Poppy's beloved, restored Blüthner grand piano in her studio is again the backbone of the album, providing most of the melodies, bass lines and percussive sounds. Other material originated from improvised recording sessions at the Russell/Mirrey Collection of keyboard instruments in Edinburgh. Having previously spent time there dismantling different pianos to understand how their mechanisms work and make sound, she was given complete freedom on her own in the museum to experiment with around fifty keyboard instruments from the 16th century to the 19th century. Selecting a few instruments for Feathers that produced a variety of different timbres, it was again the other sounds these instruments could make that interested her, when treating them as sources for melodic or percussive material.

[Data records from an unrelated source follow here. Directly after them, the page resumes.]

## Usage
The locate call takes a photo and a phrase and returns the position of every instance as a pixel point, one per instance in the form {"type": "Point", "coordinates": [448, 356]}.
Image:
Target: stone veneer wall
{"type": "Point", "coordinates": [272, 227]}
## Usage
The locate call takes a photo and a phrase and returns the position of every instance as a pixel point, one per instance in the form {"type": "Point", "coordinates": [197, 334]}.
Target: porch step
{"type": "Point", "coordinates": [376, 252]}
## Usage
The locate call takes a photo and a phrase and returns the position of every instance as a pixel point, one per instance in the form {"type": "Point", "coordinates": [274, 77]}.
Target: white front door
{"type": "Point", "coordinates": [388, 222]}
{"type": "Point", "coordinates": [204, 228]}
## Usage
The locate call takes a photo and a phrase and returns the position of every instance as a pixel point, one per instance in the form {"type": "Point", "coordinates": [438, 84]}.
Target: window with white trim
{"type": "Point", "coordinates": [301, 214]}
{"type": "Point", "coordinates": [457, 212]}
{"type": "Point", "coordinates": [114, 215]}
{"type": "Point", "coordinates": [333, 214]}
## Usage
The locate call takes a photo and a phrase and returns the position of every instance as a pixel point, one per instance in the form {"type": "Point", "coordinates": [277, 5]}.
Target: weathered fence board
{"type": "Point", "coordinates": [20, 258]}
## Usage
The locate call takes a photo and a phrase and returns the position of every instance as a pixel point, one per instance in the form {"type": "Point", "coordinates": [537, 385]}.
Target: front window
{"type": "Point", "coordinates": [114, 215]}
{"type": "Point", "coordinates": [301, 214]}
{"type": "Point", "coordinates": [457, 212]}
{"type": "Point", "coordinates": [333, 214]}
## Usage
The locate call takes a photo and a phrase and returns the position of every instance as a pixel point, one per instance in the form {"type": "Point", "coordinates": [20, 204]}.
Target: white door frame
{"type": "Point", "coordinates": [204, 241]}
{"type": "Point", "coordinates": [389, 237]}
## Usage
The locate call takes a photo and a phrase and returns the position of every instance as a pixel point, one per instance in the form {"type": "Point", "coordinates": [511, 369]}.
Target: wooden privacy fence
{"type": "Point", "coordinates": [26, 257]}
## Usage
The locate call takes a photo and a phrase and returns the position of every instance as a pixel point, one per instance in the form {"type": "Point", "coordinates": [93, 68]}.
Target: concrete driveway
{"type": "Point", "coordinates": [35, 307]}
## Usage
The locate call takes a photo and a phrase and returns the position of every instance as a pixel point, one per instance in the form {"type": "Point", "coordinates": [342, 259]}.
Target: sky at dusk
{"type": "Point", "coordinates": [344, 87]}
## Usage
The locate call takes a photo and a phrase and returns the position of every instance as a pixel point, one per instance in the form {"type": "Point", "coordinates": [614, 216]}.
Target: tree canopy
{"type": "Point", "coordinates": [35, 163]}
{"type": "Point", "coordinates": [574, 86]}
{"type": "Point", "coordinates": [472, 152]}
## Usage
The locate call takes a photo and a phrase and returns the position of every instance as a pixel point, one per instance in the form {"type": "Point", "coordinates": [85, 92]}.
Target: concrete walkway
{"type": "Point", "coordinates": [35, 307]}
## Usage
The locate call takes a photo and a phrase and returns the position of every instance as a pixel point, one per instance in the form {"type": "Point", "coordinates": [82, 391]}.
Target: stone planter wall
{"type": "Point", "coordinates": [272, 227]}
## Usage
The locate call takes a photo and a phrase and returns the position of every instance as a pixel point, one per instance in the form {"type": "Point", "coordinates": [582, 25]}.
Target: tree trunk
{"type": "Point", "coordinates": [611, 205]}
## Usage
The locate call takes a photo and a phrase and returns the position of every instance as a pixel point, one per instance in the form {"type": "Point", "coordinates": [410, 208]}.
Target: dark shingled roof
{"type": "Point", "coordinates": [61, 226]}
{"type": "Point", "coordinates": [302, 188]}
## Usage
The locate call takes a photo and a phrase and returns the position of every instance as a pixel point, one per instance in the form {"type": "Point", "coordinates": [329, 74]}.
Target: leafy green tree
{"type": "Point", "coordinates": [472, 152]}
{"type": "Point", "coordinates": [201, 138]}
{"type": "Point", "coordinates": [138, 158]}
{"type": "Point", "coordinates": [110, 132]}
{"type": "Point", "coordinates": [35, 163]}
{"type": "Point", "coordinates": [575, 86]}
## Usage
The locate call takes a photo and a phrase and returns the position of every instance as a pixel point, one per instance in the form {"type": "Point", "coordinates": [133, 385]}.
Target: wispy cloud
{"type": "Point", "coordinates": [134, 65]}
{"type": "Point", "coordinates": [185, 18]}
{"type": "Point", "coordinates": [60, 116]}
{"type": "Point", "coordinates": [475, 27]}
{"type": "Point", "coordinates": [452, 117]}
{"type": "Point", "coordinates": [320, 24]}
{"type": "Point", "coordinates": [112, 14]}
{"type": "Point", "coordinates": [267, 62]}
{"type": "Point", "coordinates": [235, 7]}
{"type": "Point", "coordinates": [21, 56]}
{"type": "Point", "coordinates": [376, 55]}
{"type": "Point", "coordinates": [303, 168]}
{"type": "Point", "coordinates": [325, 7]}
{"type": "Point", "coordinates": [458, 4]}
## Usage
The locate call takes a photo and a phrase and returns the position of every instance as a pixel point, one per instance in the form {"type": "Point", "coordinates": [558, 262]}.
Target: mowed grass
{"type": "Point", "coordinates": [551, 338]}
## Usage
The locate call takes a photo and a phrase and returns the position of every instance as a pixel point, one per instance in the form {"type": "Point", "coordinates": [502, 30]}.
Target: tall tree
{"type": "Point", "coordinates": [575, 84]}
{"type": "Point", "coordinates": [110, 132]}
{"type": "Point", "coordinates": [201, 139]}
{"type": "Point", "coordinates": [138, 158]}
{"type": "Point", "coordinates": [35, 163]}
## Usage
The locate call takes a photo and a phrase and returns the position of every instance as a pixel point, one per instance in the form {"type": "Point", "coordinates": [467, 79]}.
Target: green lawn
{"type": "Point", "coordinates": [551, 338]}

Recordings of unfamiliar sounds, which include brushing/plucking the strings and tapping/stroking the frames or soundboards, are combined with accidental ‘imperfect' sounds that come from playing the instrument, such as pedal noise or the sound of harpsichord shutters opening and closing. There is an intimate feel to the recordings as these older instruments are not designed to project sound loudly, so the microphones were placed very close to capture the minutest detail. Field recordings add to the cinematic and atmospheric quality of the music: chiming wall clocks in "Timeless," traffic noise on "Roads," and the wave and pebble sounds from Brighton beach in "Birdwoman."
The title of the album was inspired by the line ‘Hope is the thing with feathers' (Emily Dickinson) - it also references the feather quill in the mechanisms of some of the keyboard instruments, and the recurring themes of birds and flight. With its delicate textures, rhythmic intricacy and achingly beautiful melodies, Feathers is the perfect companion for stories of love, loss, hope and migration.